In this action to recover damages for personal injuries, the plaintiff allegedly was injured by a portable X-ray machine while he was at the premises of the defendant, Southside Hospital, in the course of his employment as a delivery person. At the trial on the issue of liability, the plaintiff testified that he was waiting for an elevator in the hospital lobby when he was struck from behind in the lower back by the X-ray machine, which was being pushed by a hospital employee. He further testified that, upon impact, his legs went flying in the air, and he landed on his back, hitting his head on the floor. On behalf of the defense, a hospital employee testified, in part, that the machine was stationary and never made contact with the plaintiff. The defendant's expert engineer testified that the accident could not have happened in the way the plaintiff described, as it was "contrary to the laws of physics." The jury found that the defendant was negligent, but that such negligence was not a substantial factor in causing the accident.

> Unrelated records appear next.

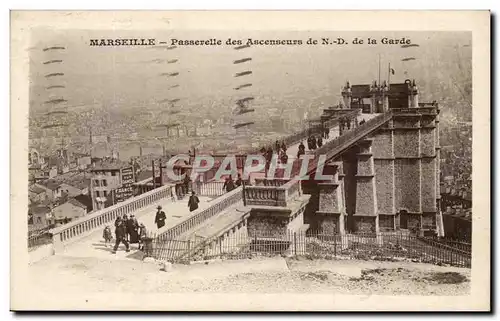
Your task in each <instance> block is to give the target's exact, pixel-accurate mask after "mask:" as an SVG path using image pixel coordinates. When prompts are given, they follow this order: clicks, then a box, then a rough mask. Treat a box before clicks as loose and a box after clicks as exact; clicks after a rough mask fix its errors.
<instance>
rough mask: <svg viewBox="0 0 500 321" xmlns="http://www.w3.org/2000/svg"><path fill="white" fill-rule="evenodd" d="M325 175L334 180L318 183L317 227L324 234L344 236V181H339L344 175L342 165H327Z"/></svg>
mask: <svg viewBox="0 0 500 321" xmlns="http://www.w3.org/2000/svg"><path fill="white" fill-rule="evenodd" d="M324 172H325V175H332V176H333V180H331V181H322V182H320V183H318V188H319V209H318V210H317V211H316V215H315V216H316V220H315V221H316V222H315V223H316V227H317V228H318V229H319V231H321V233H323V234H330V235H331V234H344V232H345V226H344V214H345V206H344V198H343V196H344V193H343V190H342V187H343V184H342V183H343V181H342V180H340V179H339V174H340V173H342V163H341V162H334V163H329V164H325V170H324Z"/></svg>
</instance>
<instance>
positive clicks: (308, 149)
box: [251, 114, 381, 180]
mask: <svg viewBox="0 0 500 321" xmlns="http://www.w3.org/2000/svg"><path fill="white" fill-rule="evenodd" d="M379 115H381V114H361V115H359V116H358V117H357V120H358V122H361V121H362V120H364V121H369V120H370V119H373V118H375V117H377V116H379ZM339 134H340V131H339V126H338V125H337V126H335V127H332V128H330V132H329V134H328V138H327V139H323V145H325V144H326V143H329V142H331V141H333V140H335V139H336V138H338V137H339ZM303 144H304V146H305V147H306V153H308V152H309V149H308V148H307V140H304V141H303ZM299 145H300V142H298V143H295V144H293V145H290V146H287V150H286V153H287V155H288V162H293V161H294V160H295V159H296V158H297V152H298V151H299ZM263 177H265V174H264V171H262V172H259V173H252V174H251V179H252V180H254V179H255V178H263Z"/></svg>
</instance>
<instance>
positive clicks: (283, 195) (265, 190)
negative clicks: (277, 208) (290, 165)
mask: <svg viewBox="0 0 500 321" xmlns="http://www.w3.org/2000/svg"><path fill="white" fill-rule="evenodd" d="M244 193H245V200H246V204H247V205H263V206H283V207H286V206H287V203H288V202H290V200H291V199H293V198H294V197H295V196H296V194H297V193H300V182H299V181H298V180H292V181H288V182H287V183H285V184H283V185H281V186H246V187H245V189H244Z"/></svg>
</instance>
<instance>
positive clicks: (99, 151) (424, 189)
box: [10, 11, 491, 311]
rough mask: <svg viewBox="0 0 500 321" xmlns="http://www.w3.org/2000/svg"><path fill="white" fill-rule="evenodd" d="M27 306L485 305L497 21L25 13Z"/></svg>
mask: <svg viewBox="0 0 500 321" xmlns="http://www.w3.org/2000/svg"><path fill="white" fill-rule="evenodd" d="M10 59H11V60H10V61H11V89H12V90H11V107H10V108H11V112H12V121H11V124H12V125H11V164H12V165H11V166H12V167H11V177H12V180H11V204H12V207H11V208H12V211H11V213H10V217H11V222H12V223H11V281H12V282H11V309H12V310H16V311H20V310H127V311H133V310H154V311H183V310H187V311H488V310H489V309H490V235H491V231H490V186H489V181H490V179H489V175H490V174H489V169H490V164H489V159H490V142H489V137H490V135H489V133H490V131H489V127H490V123H489V119H490V78H489V77H490V76H489V75H490V13H489V12H488V11H456V12H455V11H435V12H432V11H411V12H410V11H408V12H407V11H392V12H389V11H387V12H386V11H365V12H363V11H356V12H354V11H352V12H351V11H303V12H301V11H276V12H271V11H221V12H217V11H212V12H209V11H140V12H139V11H138V12H134V11H115V12H113V11H106V12H104V11H103V12H99V11H88V12H86V11H68V12H65V11H53V12H51V11H38V12H36V11H12V12H11V57H10Z"/></svg>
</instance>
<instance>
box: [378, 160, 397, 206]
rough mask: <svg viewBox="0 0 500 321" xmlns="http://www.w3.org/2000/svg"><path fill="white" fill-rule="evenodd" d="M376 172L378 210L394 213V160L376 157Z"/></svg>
mask: <svg viewBox="0 0 500 321" xmlns="http://www.w3.org/2000/svg"><path fill="white" fill-rule="evenodd" d="M375 173H376V176H375V182H376V186H377V206H378V212H379V213H386V214H388V213H394V212H395V209H394V201H395V199H394V196H395V188H394V160H390V159H376V160H375Z"/></svg>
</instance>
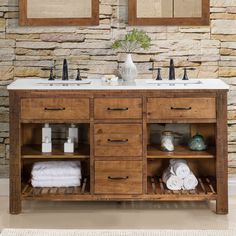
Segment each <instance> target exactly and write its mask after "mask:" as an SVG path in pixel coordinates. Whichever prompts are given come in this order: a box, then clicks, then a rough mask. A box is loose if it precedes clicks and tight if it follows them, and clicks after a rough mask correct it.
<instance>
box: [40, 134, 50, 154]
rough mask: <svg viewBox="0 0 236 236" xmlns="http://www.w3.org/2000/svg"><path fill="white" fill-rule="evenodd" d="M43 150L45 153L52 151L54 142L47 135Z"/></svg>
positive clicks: (45, 139) (43, 145)
mask: <svg viewBox="0 0 236 236" xmlns="http://www.w3.org/2000/svg"><path fill="white" fill-rule="evenodd" d="M42 152H44V153H49V152H52V143H51V141H50V139H49V138H48V137H45V139H44V140H43V142H42Z"/></svg>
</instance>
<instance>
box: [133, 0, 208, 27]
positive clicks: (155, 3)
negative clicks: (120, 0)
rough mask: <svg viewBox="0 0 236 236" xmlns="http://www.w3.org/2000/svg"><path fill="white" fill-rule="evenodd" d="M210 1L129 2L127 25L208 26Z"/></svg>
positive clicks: (158, 0)
mask: <svg viewBox="0 0 236 236" xmlns="http://www.w3.org/2000/svg"><path fill="white" fill-rule="evenodd" d="M209 23H210V0H145V1H144V0H129V25H209Z"/></svg>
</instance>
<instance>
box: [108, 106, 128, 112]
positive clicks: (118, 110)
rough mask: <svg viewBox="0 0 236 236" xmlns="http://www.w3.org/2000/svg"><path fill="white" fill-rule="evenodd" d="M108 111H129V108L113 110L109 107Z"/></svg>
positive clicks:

The plaintiff moved pursuant to CPLR 4404(a) to set aside the jury verdict as contrary to the weight of the evidence, arguing that the issues of negligence and proximate cause were inextricably intertwined. The defendant opposed the motion, arguing that the jury could have chosen not to credit the testimony of the plaintiff, yet nevertheless conclude that the defendant was negligent for how it chose to transport the machine. The Supreme Court denied the plaintiff's motion. The plaintiff appeals.

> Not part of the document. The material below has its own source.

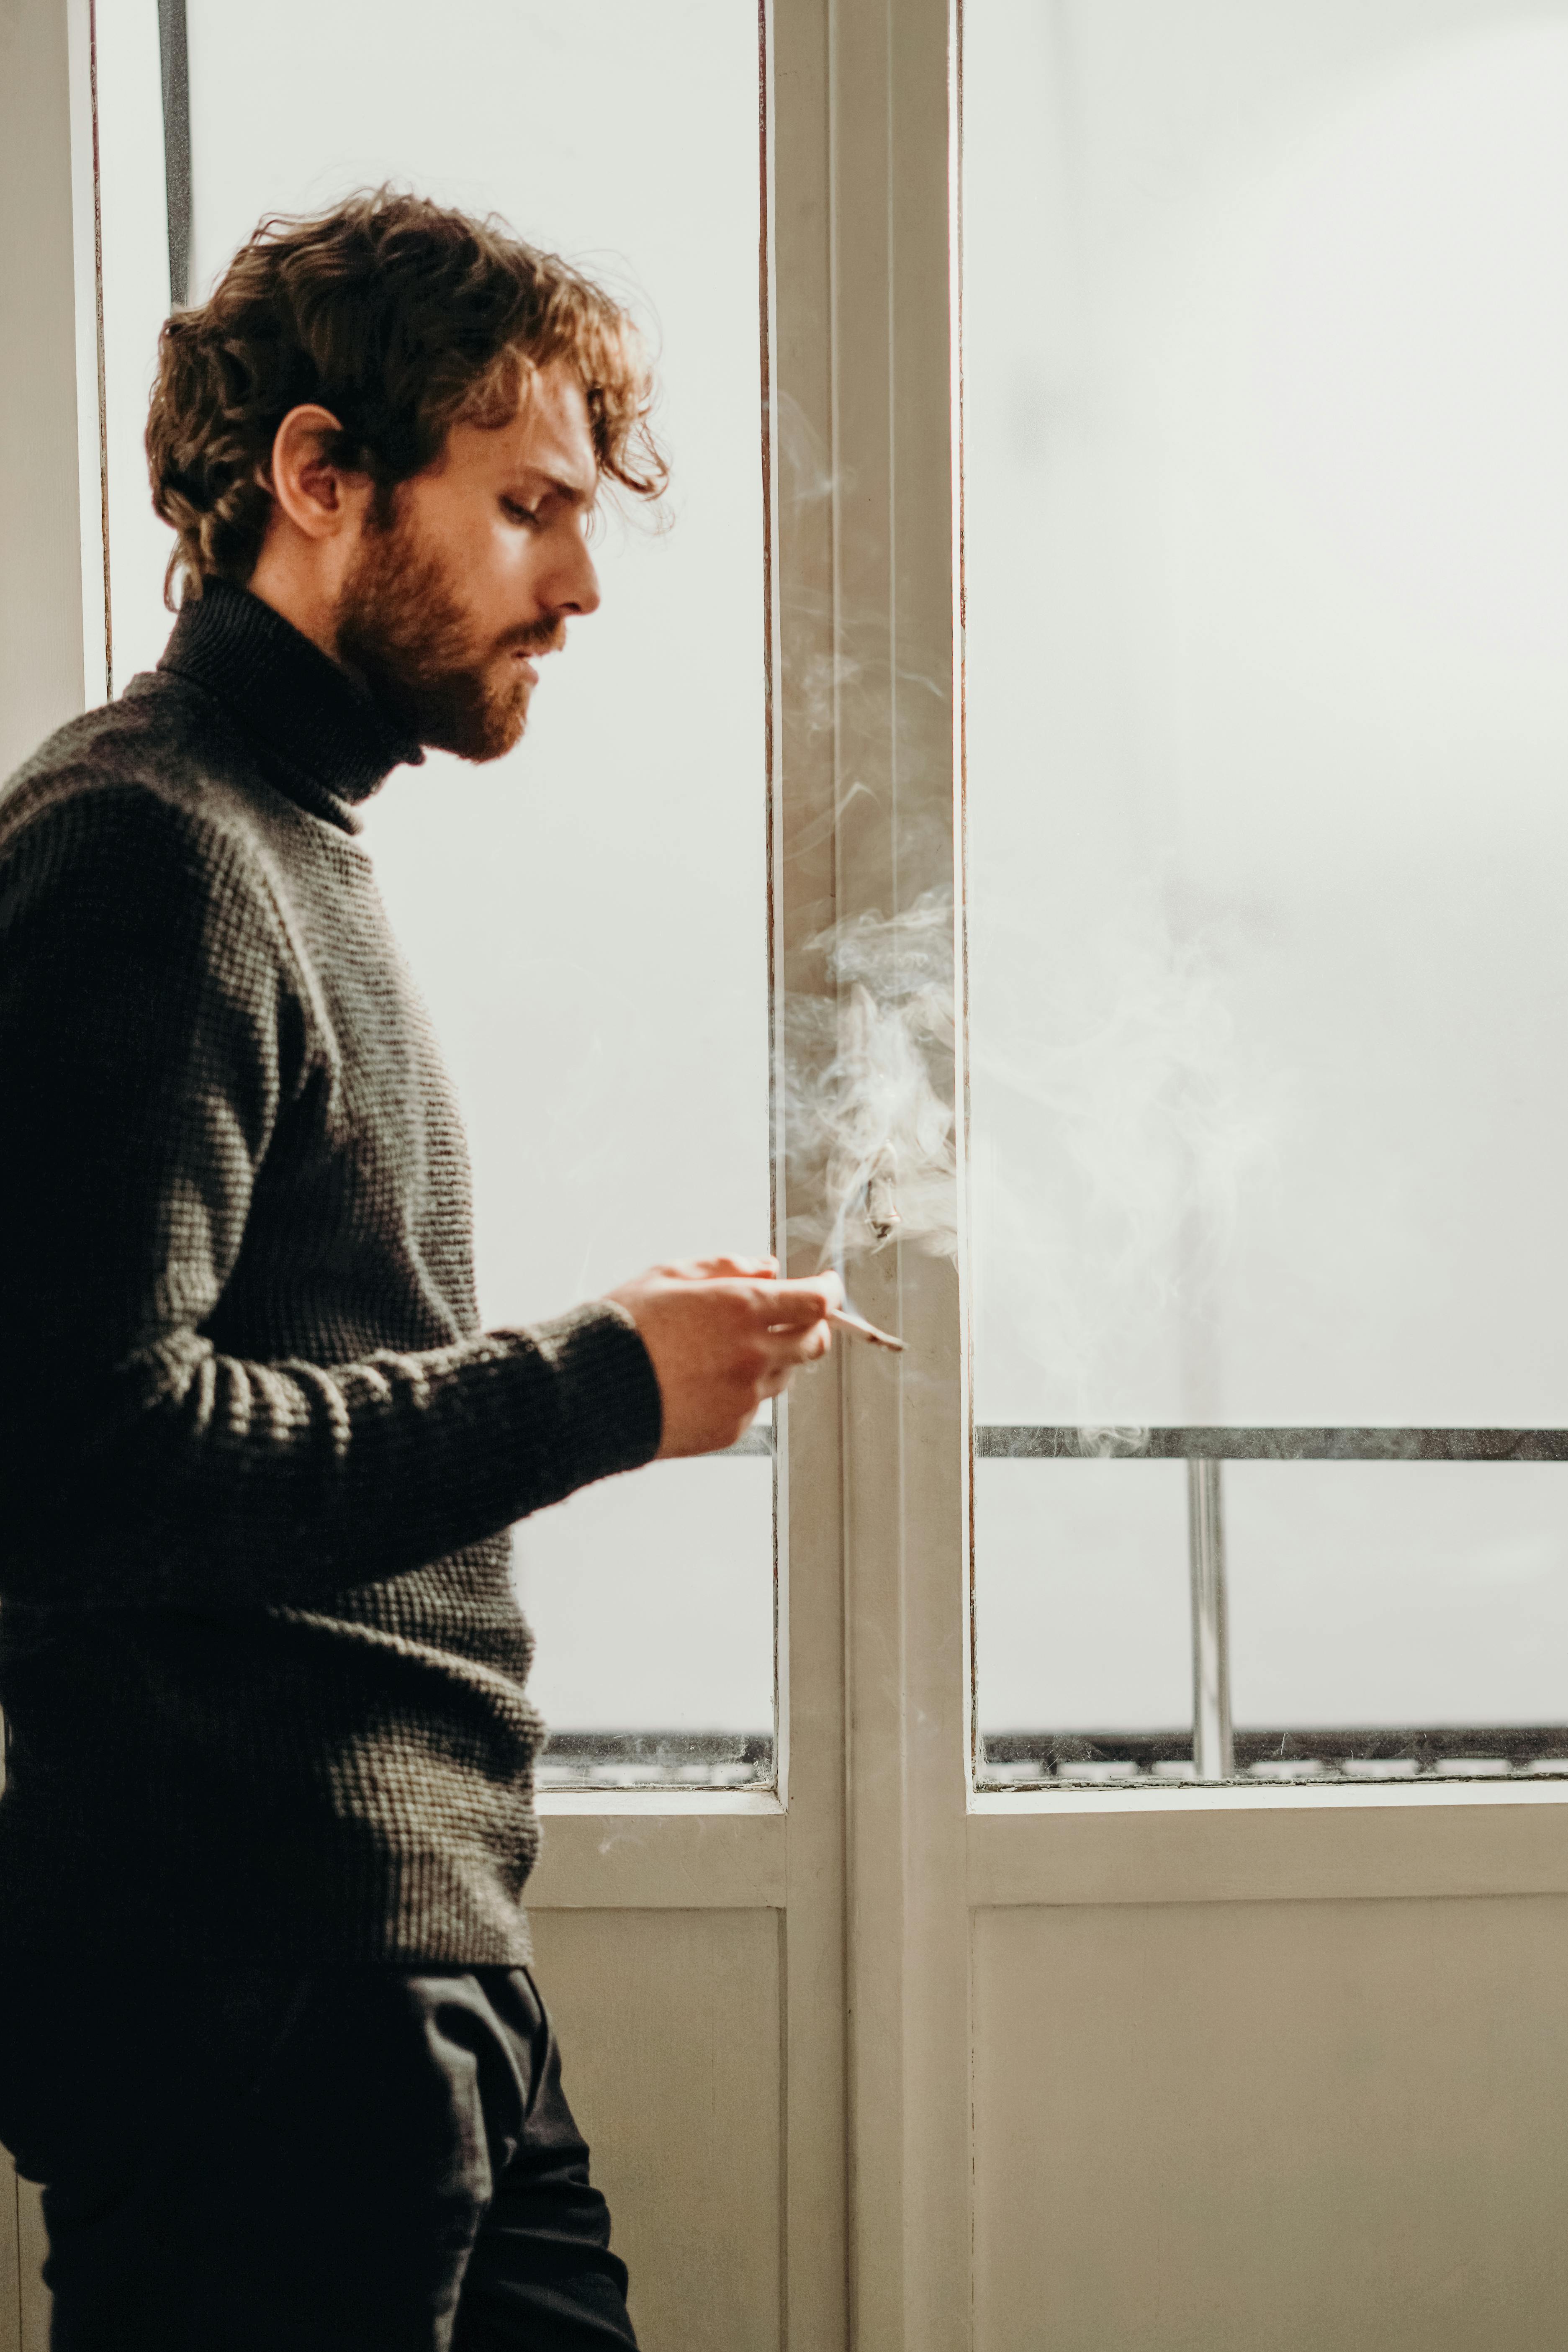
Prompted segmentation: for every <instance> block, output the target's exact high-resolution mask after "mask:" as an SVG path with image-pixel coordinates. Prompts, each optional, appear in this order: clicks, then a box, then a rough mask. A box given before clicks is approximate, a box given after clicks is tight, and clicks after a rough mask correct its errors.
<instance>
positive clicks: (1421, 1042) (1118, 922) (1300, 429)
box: [961, 0, 1568, 1783]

We agree with the Supreme Court's determination to deny the plaintiff's motion to set aside the verdict. The evidence did not so preponderate in favor of the plaintiff that the verdict could not have been reached on any fair interpretation of the evidence (see Albano v K.R. & S. Auto [*2]Repair, Inc., 123 AD3d 748; Siddiqua v Anarella, 120 AD3d 793; Agui v Fernandez, 113 AD3d 645).

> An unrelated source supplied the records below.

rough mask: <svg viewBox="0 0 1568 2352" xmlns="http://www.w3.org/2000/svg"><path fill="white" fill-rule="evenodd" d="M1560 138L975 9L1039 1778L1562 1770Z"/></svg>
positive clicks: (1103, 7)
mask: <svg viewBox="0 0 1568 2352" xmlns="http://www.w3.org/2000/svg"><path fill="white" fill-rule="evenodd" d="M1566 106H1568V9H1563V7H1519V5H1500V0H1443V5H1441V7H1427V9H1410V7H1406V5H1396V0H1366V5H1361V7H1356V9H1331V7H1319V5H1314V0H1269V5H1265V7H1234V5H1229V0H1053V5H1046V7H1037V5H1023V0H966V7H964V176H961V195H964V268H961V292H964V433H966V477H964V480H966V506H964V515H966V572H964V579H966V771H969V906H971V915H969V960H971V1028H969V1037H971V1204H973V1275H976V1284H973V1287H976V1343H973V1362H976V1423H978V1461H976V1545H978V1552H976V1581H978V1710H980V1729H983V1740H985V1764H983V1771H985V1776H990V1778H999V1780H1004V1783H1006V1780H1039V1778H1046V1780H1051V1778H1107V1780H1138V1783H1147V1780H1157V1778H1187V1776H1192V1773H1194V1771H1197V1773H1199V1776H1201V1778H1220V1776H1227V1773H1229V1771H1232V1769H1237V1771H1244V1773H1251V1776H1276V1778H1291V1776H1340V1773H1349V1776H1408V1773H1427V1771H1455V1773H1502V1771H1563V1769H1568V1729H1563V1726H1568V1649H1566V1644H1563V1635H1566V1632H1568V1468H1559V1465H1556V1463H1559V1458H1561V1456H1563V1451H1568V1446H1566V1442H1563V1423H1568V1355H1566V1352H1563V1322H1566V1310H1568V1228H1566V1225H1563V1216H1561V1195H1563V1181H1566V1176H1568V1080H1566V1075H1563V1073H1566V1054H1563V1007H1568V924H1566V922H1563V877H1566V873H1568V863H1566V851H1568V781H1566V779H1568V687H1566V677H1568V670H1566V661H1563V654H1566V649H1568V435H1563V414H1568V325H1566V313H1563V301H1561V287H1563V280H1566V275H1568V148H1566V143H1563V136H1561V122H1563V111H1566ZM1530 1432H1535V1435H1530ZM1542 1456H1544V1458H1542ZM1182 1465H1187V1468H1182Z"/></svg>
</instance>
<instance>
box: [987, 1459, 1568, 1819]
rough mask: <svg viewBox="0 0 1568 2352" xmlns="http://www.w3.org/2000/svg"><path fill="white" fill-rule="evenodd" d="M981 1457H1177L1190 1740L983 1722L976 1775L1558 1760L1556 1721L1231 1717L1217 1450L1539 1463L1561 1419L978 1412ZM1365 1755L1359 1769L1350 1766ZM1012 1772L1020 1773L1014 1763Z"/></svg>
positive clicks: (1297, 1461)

A jury finding that a party was negligent, but that the negligence was not a proximate cause of the accident, is inconsistent and contrary to the weight of the evidence when the issues are so inextricably interwoven as to make it logically impossible to find negligence without also finding proximate cause (see Gibson v Singh Towing, Inc., 155 AD3d 614; Mancini v Metropolitan Suburban Bus Auth., 150 AD3d 979; Kearney v Papish, 136 AD3d 690). Here, the jury could reasonably have found that while the defendant was negligent in the operation of the subject X-ray machine, such negligence was not a substantial factor in causing the accident. In determining whether to set aside a verdict as contrary to the weight of the evidence, deference must be accorded to the jury's assessment of the witnesses' credibility (see Johnson v Yue Yu Chen, 104 AD3d 915; Zere Real Estate Servs., Inc. v Adamag Realty Corp., 60 AD3d 758, 759). The jury here evidently did not credit the plaintiff's account of the accident, and there is no basis to disturb that determination.
Where, as here, there is a reasonable view of the evidence under which it is not logically impossible to reconcile a finding of negligence but no proximate cause, it will be presumed that, in returning such a verdict, the jury adopted that view (see Moffett-Knox v Anthony's Windows on the Lake, Inc., 126 AD3d 768; Henry v Town of Hempstead, 119 AD3d 649; Bonomo v City of New York, 78 AD3d 1094). Under the circumstances of this case, a finding of proximate cause did not inevitably flow from the finding of culpable conduct (see Jaffier v Wilson, 54 AD3d 725; Cona v Dwyer, 292 AD2d 562; Lewis v Metroplex Long Is. Corp., 290 AD2d 421).
LEVENTHAL, J.P., MILLER, DUFFY and LASALLE, JJ., concur.